Have you ever been playing outside in the late afternoon and stopped to stare up into the sky? From time to time, you've probably noticed that sometimes you can see the Moon during the day. Have you ever thought this was odd, since usually the Moon can only be seen at night?
You probably already know that the Moon is not a star. In other words, it's not a far away version of our Sun. The Moon produces no light of its own like the Sun does. Instead, we see the Moon because of the Sun's light reflects back to our eyes.
In fact, the Moon reflects so much of the Sun's light that it's the second brightest object in the sky after the Sun. Even though it's not even close to as bright as the Sun, the Moon is still 100,000 times brighter than the next brightest nighttime star!
The Moon is also big and much closer to the Earth than the nearest celestial objects in the sky. Given its size and nearness to Earth, it's easy to see why the Moon can be seen so easily at night. That also explains, though, why we can sometimes even see it during the day.
Usually, the Sun's light is so bright that it makes it impossible to see less bright, far away objects in the sky. These objects — other planets and stars — can usually only be seen at night when the Sun's light doesn't outshine them. They're still there. You just can't see them with the naked eye, because the Sun's bright light is all you can see.

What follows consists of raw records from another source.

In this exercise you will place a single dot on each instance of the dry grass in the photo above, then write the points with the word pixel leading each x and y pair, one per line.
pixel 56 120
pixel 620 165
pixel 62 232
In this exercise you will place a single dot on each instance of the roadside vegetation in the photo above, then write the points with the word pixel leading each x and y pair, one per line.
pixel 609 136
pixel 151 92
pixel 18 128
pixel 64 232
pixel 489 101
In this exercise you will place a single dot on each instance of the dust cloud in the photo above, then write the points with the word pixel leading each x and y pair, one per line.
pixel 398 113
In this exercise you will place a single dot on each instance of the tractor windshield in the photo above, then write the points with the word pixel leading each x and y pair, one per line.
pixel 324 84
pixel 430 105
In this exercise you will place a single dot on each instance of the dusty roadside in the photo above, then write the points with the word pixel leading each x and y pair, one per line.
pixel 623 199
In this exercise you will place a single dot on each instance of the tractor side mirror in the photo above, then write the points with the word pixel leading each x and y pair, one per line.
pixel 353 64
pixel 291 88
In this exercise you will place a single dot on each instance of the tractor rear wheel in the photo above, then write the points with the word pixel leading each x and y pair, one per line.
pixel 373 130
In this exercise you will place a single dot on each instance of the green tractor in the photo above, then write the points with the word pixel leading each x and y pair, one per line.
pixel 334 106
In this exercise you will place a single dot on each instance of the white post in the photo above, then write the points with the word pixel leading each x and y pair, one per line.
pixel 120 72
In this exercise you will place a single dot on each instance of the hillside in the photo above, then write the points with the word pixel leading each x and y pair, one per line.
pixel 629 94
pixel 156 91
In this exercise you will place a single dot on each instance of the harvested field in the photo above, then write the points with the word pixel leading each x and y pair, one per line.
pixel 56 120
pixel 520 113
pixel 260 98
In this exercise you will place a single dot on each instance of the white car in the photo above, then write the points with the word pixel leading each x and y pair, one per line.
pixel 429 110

The Moon, though, is so big and so bright and so close to the Earth, that it can sometimes be seen even during the day. The Moon is not always in the same place in the sky all the time. During the lunar cycle, the Moon is sometimes closer to the Sun and sometimes farther away from the Sun.
When the Moon approaches its New Moon phase, it's closest to the Sun and can be seen more easily during the day, because it reflects even more of the Sun's light back to Earth.